Based on this study, we propose the following methodology for effectively distinguishing haploids from diploids using seedling traits for specific populations that are not amenable for Navajo-based marker system or for those breeding programs with lack of access to high-oil based marker system. First, putative diploid seedlings can be separated quickly based on visual assessment of most obvious traits of CL and RL. In our observation, seedlings that exhibit long coleoptiles always tended to have long radicles and turned out to be diploids in gold standard test. After separation of most obvious putative diploids, one can visually inspect the less vigorous and intermediate vigor seedlings for NLSR, extent of root hairs, width of radicle and width of coleoptile to separate haploids. A well-trained and experienced worker can visually inspect a seedling for different traits and classify it into different classes in less than 30 s. Hence, classification of haploids and diploids based on seedling traits takes similar time as classifying the seed based on Navajo marker. It is also possible to take photos of each paper bundle with germinating seedlings and employ image analysis tools to measure different seedling traits quickly and efficiently. A classification model based on measurements of different traits can be used to separate haploids and diploids which may increase accuracy and reduce FDR and FNR. However, efficient protocols for large-scale germination of induced seeds would enhance the efficiency of haploid/diploid classification based on seedling traits. Also, the proposed methodology cannot be used for haploid/diploid classification on a mixture of seedlings obtained from induction crosses of different populations as genotypes show significant differences for different seedling traits.

The more prominent application of this study would be identification of false positives resulting from use of any inducer with genetic marker systems. As demonstrated with ten populations in this study, use of seedling traits along with Navajo marker can reduce the FDR by several-fold compared to use of Navajo marker alone. Other methods proposed for identification of false positives include purple stem color marker (Röber et al. 2005), differences in guard cell measurements (Choe et al. 2012), flow cytometry (Dang et al. 2012; de Couto et al. 2013), and red root marker (Chaikam et al. 2016). Purple stem marker develops only after sufficient vegetative growth (Chaikam et al. 2016) and for conducting guard cell measurements and flow cytometry need sufficient growth to collect tissue. Hence, these methods cannot be practiced on early germinating seedlings and flow cytometry, guard cell measurement needs equipment like flow cytometers, microscopes etc., besides well-skilled personnel. Hence, these methods may not be of practical use in DH line production. For employing red root marker, haploid inducers equipped with this marker and adapted to specific environments are needed. Thus, seedling traits based identification of false positives could offer one of the practical options in identifying false positives at a very early stage before subjecting the seedlings to chromosomal doubling.
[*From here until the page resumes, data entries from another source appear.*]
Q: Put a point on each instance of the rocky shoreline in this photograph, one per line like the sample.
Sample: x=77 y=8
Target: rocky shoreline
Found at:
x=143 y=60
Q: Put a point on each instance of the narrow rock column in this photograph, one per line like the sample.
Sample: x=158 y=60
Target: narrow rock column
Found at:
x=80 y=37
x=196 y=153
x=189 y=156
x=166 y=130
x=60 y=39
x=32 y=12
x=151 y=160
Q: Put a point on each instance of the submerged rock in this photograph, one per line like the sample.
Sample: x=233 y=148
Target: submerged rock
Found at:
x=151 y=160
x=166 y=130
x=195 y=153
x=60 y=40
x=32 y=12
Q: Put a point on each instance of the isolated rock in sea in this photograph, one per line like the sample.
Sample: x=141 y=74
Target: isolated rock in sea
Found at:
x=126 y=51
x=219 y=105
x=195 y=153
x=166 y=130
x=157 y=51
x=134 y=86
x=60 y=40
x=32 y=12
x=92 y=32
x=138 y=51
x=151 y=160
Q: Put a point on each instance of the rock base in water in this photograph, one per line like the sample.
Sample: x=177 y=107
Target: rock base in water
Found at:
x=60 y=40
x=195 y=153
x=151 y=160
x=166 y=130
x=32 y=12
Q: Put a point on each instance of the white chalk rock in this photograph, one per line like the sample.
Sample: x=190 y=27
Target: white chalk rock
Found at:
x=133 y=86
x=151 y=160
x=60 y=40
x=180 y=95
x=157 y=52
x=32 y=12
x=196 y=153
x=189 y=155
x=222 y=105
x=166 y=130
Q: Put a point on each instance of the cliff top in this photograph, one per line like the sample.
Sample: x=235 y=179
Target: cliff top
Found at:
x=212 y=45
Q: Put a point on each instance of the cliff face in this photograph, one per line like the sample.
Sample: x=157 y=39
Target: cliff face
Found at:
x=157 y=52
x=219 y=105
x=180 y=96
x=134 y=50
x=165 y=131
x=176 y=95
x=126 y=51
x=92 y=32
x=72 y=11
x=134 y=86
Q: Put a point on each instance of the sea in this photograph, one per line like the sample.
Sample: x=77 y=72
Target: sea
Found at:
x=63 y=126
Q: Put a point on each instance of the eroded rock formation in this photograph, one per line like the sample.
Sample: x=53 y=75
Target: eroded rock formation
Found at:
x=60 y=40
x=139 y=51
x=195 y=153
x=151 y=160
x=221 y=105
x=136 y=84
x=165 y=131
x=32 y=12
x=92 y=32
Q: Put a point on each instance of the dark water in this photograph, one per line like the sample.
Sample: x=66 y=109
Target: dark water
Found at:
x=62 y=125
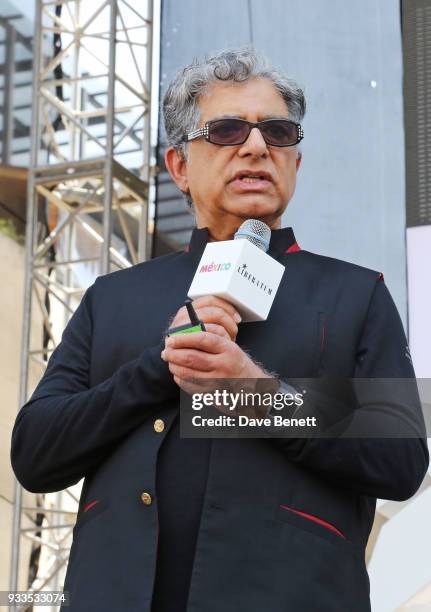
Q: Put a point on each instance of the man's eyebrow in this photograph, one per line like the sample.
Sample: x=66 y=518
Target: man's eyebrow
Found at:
x=263 y=118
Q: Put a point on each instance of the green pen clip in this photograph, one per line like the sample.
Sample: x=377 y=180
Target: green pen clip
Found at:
x=194 y=325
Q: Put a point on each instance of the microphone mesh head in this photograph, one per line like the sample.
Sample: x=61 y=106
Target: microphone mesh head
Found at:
x=257 y=232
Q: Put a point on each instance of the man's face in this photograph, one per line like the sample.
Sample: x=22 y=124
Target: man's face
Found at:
x=221 y=198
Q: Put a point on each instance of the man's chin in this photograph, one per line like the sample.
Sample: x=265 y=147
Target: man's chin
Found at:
x=257 y=210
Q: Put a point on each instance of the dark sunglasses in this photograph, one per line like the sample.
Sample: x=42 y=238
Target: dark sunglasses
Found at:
x=275 y=132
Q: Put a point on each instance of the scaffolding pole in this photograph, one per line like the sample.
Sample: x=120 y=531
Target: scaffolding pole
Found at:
x=92 y=158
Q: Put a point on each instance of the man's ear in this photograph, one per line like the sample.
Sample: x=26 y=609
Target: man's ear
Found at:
x=177 y=168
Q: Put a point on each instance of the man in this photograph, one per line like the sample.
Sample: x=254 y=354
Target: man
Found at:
x=232 y=525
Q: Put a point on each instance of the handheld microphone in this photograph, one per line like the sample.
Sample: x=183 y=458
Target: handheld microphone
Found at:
x=240 y=271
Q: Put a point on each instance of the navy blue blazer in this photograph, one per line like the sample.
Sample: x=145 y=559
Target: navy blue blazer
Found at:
x=284 y=522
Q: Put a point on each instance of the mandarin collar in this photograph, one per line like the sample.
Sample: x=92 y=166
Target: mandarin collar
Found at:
x=282 y=241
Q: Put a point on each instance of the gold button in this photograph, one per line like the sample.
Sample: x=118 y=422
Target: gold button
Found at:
x=159 y=425
x=146 y=498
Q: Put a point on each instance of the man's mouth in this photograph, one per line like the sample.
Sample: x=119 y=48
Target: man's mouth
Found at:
x=251 y=177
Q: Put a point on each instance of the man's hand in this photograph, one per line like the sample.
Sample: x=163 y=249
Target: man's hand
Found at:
x=201 y=355
x=219 y=317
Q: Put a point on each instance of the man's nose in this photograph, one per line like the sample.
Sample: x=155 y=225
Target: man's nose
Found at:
x=254 y=145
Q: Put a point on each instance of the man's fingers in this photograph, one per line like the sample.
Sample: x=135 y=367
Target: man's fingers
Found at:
x=202 y=341
x=217 y=329
x=214 y=314
x=212 y=300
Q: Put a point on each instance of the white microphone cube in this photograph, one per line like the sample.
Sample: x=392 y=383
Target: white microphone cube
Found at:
x=242 y=274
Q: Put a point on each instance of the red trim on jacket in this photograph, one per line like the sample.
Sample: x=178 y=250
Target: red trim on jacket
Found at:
x=315 y=519
x=294 y=248
x=90 y=505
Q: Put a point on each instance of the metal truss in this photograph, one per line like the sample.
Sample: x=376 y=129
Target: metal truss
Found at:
x=90 y=182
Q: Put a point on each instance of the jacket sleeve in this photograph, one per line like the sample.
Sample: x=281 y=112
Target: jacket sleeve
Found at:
x=390 y=466
x=66 y=429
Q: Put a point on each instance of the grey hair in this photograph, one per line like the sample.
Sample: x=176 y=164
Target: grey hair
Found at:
x=181 y=100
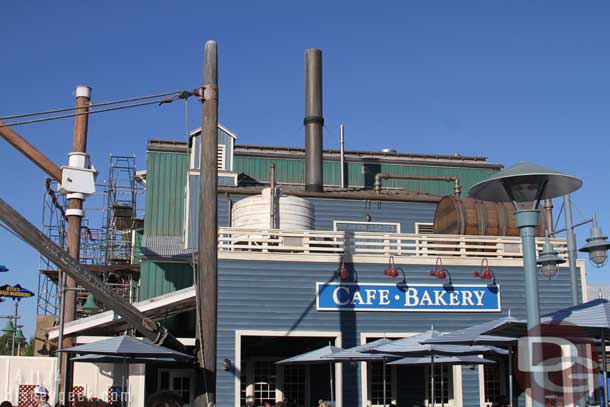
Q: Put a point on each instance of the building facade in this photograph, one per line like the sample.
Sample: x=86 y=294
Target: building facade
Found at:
x=280 y=293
This can improve the efficiency of DH line production by reducing the costs and labor involved in managing the false positives in greenhouse, treatment with costly chromosome-doubling chemicals and managing them in the field.

Together, seedling traits can be used as a standalone tool to identify in vivo induced maize haploids fairly accurately without needing any marker system integrated into the haploid inducer lines, and without requiring any expensive equipment and high technical expertise. Until efficient haploid inducers equipped with several phenotypic markers are developed and deployed in diverse agro-ecologies, this simple method of haploid identification can be effectively used to increase the efficiency of DH line development.